Of course, not all feedback has to be positive — as long as it's constructive. The only way to correct mistakes is to address them when they happen, and the right approach will go a long way toward effecting change. Chadwick knows his employees don't want to hear that they've screwed up, but at least they know where they stand with him. “Don't bottle it up and give them dirty looks,” he says. “Let them know they really messed up, but then work with them to figure out how they can fix it.”

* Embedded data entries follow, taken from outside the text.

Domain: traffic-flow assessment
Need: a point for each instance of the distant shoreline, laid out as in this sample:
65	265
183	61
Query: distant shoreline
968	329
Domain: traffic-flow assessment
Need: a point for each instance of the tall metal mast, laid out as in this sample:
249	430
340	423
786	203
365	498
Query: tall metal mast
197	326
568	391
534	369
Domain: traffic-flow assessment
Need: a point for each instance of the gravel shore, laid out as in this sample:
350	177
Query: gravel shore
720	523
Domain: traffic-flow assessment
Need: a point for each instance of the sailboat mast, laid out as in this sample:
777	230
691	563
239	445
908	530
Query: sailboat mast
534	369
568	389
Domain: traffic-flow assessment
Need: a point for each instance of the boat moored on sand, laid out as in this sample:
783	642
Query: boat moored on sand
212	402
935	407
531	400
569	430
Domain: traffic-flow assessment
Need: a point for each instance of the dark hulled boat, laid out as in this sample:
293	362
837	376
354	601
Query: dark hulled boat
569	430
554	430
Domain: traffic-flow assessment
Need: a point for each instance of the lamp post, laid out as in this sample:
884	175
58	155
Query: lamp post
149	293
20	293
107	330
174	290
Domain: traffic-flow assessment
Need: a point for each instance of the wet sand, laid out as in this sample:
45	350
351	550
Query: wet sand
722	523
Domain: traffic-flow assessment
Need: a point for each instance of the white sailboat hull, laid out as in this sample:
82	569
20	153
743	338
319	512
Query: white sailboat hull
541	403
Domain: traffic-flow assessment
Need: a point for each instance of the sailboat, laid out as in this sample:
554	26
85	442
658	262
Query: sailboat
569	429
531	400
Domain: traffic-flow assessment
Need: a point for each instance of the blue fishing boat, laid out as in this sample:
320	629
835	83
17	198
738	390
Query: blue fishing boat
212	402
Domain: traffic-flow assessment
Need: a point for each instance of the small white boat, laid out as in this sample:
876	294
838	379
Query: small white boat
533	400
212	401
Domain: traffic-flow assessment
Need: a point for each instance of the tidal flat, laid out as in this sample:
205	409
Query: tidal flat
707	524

Techs have told Chadwick they'll never work for another electrical contractor because it just wouldn't be the same, and he says that's due in large part to the company's family-like environment. Keeping in mind the dangers of getting too friendly with his employees, he's instituted two regular activities to strengthen that atmosphere: a weekly golf outing for the entire staff and monthly one-on-one lunches with each tech. Talking about work isn't forbidden, but he prefers to just shoot the bull. “That way they know you care about what's going on in their personal lives,” he says, “instead of not knowing that their sales are down because they broke up with their girlfriend two weeks ago.”

And even when they're at the office, the atmosphere is light in the right circumstances. Chadwick made his Wheel of Destiny — a 3-foot wheel that employees spin for prizes — a part of monthly meetings to prevent those get-togethers from devolving into complaint sessions.

The biggest reason the service company has only had 20% turnover since opening shop, though, may be the freedom and sense of empowerment his techs enjoy. They have the authority to price every job in the field, and as long as they're hitting their profit margins, he doesn't question their decisions. It's a theory he learned while working at a big box hardware store: it's better to ask forgiveness than ask permission.

That empowerment extends to offering opinions on how to run the business, too. Chadwick admits he's not an idea man, so he put out a suggestion box to encourage input. “Listening to people's opinions — even if you don't use their ideas — let's them know you value them,” he says.

Part of showing employees appreciation is giving them a healthy paycheck, and in that respect, technicians at Chadwick Electric Services have plenty of reason to feel appreciated. But that's not why they stick around. Their boss shows them a different kind of appreciation you can't put a price on, and they repay him everyday. “I call each of my guys at the end of every day to make sure everything went okay,” Chadwick says. “And that means something to them. We take care of them, and they take care of us.”




Sidebar: Troubleshoot Turnover

Losing one tech can be difficult, but losing several can be crippling. If employees keep walking out, you have to do something. Offering raises won't help; an extra $.50 an hour won't change the fact that someone doesn't like working for you, but you do have other options.

  • Just ask — Exit interviews can turn into gripe sessions, but they'll also uncover a few useful tidbits. Offer to write a letter of recommendation first to put the employee at ease, and then ask for the straight story. “You've got to find out why they left before you can change anything,” Chadwick says.

  • Find an insider — Every staff has someone who likes to talk. Find them, but don't push too hard for info. Even an occasional enquiry about why the troops aren't happy can reveal a lot.